But he had been obliged to
relinquish his studies, shrinking from the necessity of making a journey
to the Grotto, and finding that it would be extremely difficult to obtain
the information which he still needed; and of it all there at last only
remained within him a tender feeling for Bernadette, of whom he could not
think without a sensation of delightful charm and infinite pity.
The days went by, and Pierre led a more and more lonely life. Doctor
Chassaigne had just left for the Pyrenees in a state of mortal anxiety.
Abandoning his patients, he had set out for Cauterets with his ailing
wife, who was sinking more and more each day, to the infinite distress of
both his charming daughter and himself. From that moment the little house
at Neuilly fell into deathlike silence and emptiness. Pierre had no other
distraction than that of occasionally going to see the Guersaints, who
had long since left the neighbouring house, but whom he had found again
in a small lodging in a wretched tenement of the district.

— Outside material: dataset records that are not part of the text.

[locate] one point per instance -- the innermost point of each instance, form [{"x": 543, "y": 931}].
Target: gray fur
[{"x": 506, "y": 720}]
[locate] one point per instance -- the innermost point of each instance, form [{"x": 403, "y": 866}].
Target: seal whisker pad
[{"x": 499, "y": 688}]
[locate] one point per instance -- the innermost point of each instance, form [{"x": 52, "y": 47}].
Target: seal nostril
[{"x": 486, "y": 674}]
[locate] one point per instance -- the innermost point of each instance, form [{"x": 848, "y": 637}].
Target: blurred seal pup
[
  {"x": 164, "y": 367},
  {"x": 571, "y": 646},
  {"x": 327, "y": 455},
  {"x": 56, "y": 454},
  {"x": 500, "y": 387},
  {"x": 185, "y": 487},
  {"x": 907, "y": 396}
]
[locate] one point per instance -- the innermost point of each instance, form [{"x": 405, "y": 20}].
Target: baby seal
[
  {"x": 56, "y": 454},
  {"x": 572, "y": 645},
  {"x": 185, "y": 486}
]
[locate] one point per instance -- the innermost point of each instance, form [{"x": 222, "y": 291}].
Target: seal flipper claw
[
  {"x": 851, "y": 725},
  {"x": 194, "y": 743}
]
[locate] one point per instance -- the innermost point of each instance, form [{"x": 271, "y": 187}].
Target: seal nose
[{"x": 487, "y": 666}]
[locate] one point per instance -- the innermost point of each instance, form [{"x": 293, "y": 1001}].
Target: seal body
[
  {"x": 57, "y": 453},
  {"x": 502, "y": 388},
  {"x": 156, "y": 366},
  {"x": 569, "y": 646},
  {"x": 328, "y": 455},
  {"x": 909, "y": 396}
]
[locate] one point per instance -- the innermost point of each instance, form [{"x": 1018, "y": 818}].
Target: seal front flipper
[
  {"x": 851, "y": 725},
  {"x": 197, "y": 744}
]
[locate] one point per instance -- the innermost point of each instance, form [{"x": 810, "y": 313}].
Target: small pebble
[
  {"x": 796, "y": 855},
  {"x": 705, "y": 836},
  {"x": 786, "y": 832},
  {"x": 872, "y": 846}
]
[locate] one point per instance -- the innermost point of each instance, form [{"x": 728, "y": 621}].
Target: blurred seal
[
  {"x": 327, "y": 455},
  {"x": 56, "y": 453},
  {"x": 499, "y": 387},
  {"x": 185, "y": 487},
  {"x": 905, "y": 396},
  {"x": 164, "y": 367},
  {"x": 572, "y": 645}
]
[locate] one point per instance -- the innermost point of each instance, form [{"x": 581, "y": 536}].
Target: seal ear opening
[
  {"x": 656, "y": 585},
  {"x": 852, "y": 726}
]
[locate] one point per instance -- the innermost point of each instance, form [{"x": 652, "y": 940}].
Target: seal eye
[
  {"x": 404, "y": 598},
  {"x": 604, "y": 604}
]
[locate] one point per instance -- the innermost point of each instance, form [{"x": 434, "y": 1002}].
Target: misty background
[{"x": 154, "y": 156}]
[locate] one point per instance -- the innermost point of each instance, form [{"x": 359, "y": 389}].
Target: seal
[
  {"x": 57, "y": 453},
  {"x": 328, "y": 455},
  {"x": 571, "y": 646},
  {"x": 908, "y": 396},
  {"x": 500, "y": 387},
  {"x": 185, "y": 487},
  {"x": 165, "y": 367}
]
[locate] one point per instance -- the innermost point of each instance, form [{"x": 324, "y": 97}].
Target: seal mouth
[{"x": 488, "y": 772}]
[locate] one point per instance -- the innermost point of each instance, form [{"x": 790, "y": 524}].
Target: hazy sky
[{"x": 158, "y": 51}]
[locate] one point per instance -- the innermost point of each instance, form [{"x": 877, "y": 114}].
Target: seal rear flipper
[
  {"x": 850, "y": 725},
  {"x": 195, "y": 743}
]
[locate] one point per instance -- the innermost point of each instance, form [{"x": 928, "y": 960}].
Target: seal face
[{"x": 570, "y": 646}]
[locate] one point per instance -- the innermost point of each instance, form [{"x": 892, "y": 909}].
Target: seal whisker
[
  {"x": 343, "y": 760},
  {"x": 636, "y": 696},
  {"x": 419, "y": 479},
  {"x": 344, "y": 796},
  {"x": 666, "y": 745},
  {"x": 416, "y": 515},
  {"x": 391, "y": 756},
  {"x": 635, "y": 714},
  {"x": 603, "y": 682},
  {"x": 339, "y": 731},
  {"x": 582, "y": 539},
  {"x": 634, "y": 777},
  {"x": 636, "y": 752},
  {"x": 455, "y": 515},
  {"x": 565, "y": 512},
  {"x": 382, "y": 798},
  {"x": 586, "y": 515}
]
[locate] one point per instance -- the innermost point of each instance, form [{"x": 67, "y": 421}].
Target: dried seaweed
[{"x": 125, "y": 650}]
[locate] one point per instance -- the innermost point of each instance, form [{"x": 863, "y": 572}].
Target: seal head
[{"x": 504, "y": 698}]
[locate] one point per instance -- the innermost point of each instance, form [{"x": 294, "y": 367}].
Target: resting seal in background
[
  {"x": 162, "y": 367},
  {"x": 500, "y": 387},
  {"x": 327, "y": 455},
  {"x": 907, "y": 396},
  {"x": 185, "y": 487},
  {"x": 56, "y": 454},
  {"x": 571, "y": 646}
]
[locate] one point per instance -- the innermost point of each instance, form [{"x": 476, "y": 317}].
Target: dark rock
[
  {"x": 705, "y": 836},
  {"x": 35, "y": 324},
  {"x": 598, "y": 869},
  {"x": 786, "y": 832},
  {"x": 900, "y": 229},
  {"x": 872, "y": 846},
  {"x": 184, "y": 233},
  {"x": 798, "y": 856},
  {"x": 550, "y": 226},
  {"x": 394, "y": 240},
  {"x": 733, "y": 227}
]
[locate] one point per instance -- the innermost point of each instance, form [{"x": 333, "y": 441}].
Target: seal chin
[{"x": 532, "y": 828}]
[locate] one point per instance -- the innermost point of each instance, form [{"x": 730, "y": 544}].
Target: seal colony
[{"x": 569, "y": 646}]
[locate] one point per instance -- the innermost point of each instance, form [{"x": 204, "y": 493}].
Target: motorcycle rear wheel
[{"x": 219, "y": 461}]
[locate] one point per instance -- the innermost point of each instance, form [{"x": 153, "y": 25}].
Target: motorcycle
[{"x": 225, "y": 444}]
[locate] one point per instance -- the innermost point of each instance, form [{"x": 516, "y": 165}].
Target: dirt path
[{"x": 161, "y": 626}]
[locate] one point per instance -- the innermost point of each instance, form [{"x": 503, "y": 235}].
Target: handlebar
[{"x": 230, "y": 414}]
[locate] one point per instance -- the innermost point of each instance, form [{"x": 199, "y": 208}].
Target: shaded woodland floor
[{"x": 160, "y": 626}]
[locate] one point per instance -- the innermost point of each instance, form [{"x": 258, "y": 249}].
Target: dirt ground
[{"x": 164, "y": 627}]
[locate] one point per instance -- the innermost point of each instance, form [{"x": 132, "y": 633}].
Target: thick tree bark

And the memory
of his first visit to them there was yet so fresh within him, that he
felt a pang at his heart as he recalled his emotion at sight of the
hapless Marie.
That pang roused him from his reverie, and on looking round he perceived
Marie stretched on the seat, even as he had found her on the day which he
recalled, already imprisoned in that gutter-like box, that coffin to
which wheels were adapted when she was taken out-of-doors for an airing.